O ano é 2050. Saia do Museu do Petróleo da Bacia do Permiano, no Estado americano do Texas, e dirija em direção ao norte atravessando a vegetação castigada pelo sol, onde algumas bombas de óleo remanescentes compõem a paisagem, e você vai se deparar com um palácio cintilante.
A terra aqui é espelhada: as ondas azul-prateadas de um imenso painel solar se estendem em todas as direções.
Leia também:
Ao longe, eles esbarram em uma parede cinza colossal de cinco andares de altura e quase um quilômetro de comprimento. Atrás deste muro, você avista as tubulações e pórticos de uma fábrica de produtos químicos.
Conforme você se aproxima, vê que a parede está se movendo — ela é inteiramente composta de ventiladores enormes que giram em caixas de aço. Parece um aparelho de ar-condicionado gigantesco, soprando em proporções inacreditáveis.
De certa forma, é exatamente isso. Você está olhando para uma usina de captura direta de ar (DAC, na sigla em inglês), uma das dezenas de milhares do tipo em todo o mundo. Juntas, elas estão tentando resfriar o planeta sugando dióxido de carbono do ar.

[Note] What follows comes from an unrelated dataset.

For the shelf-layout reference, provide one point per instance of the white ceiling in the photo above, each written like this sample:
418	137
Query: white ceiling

Esta paisagem texana ficou famosa pelos bilhões de barris de petróleo extraídos de suas profundezas durante o século 20. Agora, o legado desses combustíveis fósseis — o CO2 em nosso ar — está sendo bombeado de volta para os reservatórios vazios.
Se o mundo deseja cumprir as metas do Acordo de Paris de limitar o aquecimento global a 1,5 °C até 2100, paisagens como esta podem ser necessárias em meados do século.
Mas voltemos por um momento até 2021, para Squamish, na Província canadense de British Columbia, onde, em contraste com um horizonte bucólico de montanhas nevadas, estão sendo feitos os últimos retoques em um dispositivo do tamanho de um celeiro coberto com uma lona azul.
Quando entrar em operação, em setembro, o protótipo da usina de captura direta de ar da Carbon Engineering começará a remover 1 tonelada de CO2 do ar todos os anos.
É um pequeno começo, e uma usina um pouco maior no Texas está em andamento, mas esta é a dimensão típica de uma usina de DAC hoje.
“As mudança climática estão sendo causadas pelo excesso de CO2”, diz Steve Oldham, executivo-chefe da Carbon Engineering. “Com a DAC, você pode remover qualquer emissão, em qualquer lugar, a qualquer momento. É uma ferramenta muito poderosa.”
A maior parte da captura de carbono se concentra na limpeza das emissões na fonte: purificadores e filtros em chaminés que evitam que gases nocivos atinjam a atmosfera.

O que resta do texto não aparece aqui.